Current and Emerging Immunotherapeutic Approaches to Treat and Prevent Peanut Allergy

Darren S Miller; Michael P Brown; Paul M Howley; John D Hayball


Expert Rev Vaccines. 2012;11(12):1471-1481. 

In This Article

Expert Commentary

Peanut allergy is a frightening condition increasing in prevalence in which acute, life-threatening attacks can occur unpredictably. Even the sensible although burdensome strategy of allergen avoidance is not without risk since peanut contamination of modern processed foods is ominously common.
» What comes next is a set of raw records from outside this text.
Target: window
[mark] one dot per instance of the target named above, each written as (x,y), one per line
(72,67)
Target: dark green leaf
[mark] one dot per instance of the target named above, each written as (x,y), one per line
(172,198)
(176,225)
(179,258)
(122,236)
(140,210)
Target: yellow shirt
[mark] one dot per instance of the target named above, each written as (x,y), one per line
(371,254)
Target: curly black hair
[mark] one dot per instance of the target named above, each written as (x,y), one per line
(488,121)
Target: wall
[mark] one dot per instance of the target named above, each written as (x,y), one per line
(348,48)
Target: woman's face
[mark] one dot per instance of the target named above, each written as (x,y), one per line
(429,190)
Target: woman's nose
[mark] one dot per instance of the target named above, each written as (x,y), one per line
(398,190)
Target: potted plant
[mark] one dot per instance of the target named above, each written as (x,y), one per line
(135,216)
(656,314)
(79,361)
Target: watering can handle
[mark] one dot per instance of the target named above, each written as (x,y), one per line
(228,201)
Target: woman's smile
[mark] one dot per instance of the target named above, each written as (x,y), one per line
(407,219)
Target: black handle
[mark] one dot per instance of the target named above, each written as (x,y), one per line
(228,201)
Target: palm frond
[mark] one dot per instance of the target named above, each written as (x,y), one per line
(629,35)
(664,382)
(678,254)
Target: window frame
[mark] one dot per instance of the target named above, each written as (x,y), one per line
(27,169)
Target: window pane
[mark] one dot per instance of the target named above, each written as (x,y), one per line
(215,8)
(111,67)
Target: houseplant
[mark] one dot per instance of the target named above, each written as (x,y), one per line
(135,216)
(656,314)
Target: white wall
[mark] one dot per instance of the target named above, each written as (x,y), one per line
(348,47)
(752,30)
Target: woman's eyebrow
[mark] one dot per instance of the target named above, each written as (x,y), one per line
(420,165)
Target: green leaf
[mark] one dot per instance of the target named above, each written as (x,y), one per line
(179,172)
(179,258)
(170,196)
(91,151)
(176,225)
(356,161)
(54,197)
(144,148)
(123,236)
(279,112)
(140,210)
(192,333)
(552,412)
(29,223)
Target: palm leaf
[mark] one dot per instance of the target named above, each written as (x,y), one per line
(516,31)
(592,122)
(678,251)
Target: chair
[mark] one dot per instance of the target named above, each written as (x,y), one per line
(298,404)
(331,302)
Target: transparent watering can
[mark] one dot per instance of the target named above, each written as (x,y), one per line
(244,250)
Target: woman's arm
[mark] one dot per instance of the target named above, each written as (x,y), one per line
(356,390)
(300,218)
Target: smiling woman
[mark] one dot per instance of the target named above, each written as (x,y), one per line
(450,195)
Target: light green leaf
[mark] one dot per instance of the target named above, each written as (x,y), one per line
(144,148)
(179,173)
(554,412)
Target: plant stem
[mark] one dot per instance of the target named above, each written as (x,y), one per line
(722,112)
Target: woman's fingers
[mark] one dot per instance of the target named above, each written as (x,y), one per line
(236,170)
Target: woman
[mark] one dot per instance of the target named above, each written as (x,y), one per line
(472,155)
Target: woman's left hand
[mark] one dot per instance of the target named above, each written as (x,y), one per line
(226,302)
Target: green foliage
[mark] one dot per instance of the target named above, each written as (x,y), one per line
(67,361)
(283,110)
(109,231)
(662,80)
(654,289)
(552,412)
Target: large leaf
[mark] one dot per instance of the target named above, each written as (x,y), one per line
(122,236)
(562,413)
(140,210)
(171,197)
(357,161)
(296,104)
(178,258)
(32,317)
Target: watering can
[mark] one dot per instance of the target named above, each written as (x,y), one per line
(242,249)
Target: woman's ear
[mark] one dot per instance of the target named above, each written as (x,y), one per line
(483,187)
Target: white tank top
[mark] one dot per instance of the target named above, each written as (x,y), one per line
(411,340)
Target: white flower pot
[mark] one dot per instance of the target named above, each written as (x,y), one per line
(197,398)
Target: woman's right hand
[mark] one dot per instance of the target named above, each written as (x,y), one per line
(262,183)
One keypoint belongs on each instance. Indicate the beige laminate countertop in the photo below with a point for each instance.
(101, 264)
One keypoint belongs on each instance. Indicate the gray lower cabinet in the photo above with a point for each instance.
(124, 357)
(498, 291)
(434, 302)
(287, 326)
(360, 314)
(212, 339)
Given the unpredictable nature of the attacks, any worthwhile immunotherapeutic approach must attenuate allergic reactions to trivial levels or eliminate the risk of serious reactions with certainty.

Principally, allergies are conditions of the immune system associated with a dysregulation of the TH1 and TH2 lymphocyte populations.[97–99] It has been proposed that vaccination and use of antibiotics, and increased sanitary living conditions, has resulted in a subsequent decline in occurrence of infectious diseases. Cocommittedly, TH1 immune stimulation has also declined, with a resultant increase and in some cases detrimental shift toward a TH2 bias of immune responses against normally innocuous environmental allergens, (i.e., hygiene hypothesis).[100,101] An allergen vaccine that can activate a TH1-directed immune response against the disease causing allergen offers a new approach for specific immunotherapy by redirecting the allergic TH2 immune response.

The successes and tolerability in numerous past and ongoing clinical trials of oral immunotherapy places this treatment regimen as the lead candidate for the treatment of peanut allergy. The recent discovery and full characterization of several new peanut allergens in combination with modern molecular and immunological tools has allowed for the synthesis of recombinant peanut proteins and peptides to be used in immunotherapeutic dosing protocols. For instance, the recent mapping of the Ara h 2 immunodominant epitopes and subsequent design of the HLA diverse and variant peptides that do not bind patient serum IgE but are able to bind to pathogenic CD4+ T cells, is a major advance in the field of peanut allergy. It is expected that similar testing will be performed in the near future for all the peanut allergens. In combination, these peptides may provide a simple but safe immune-modulating vaccine for peanut allergic individuals. The clinical trial named LEAP is a potentially ground-breaking study that has the potential to drive future recommendations regarding peanut consumption in children. The remarkable preclinical efficacy of FAHF-2 is suggestive of real potential but the active constituents need to be identified to ensure optimal formulation. Clearly though, the inclusion of several different immunotherapeutic modalities in combination may provide additional therapeutic benefits.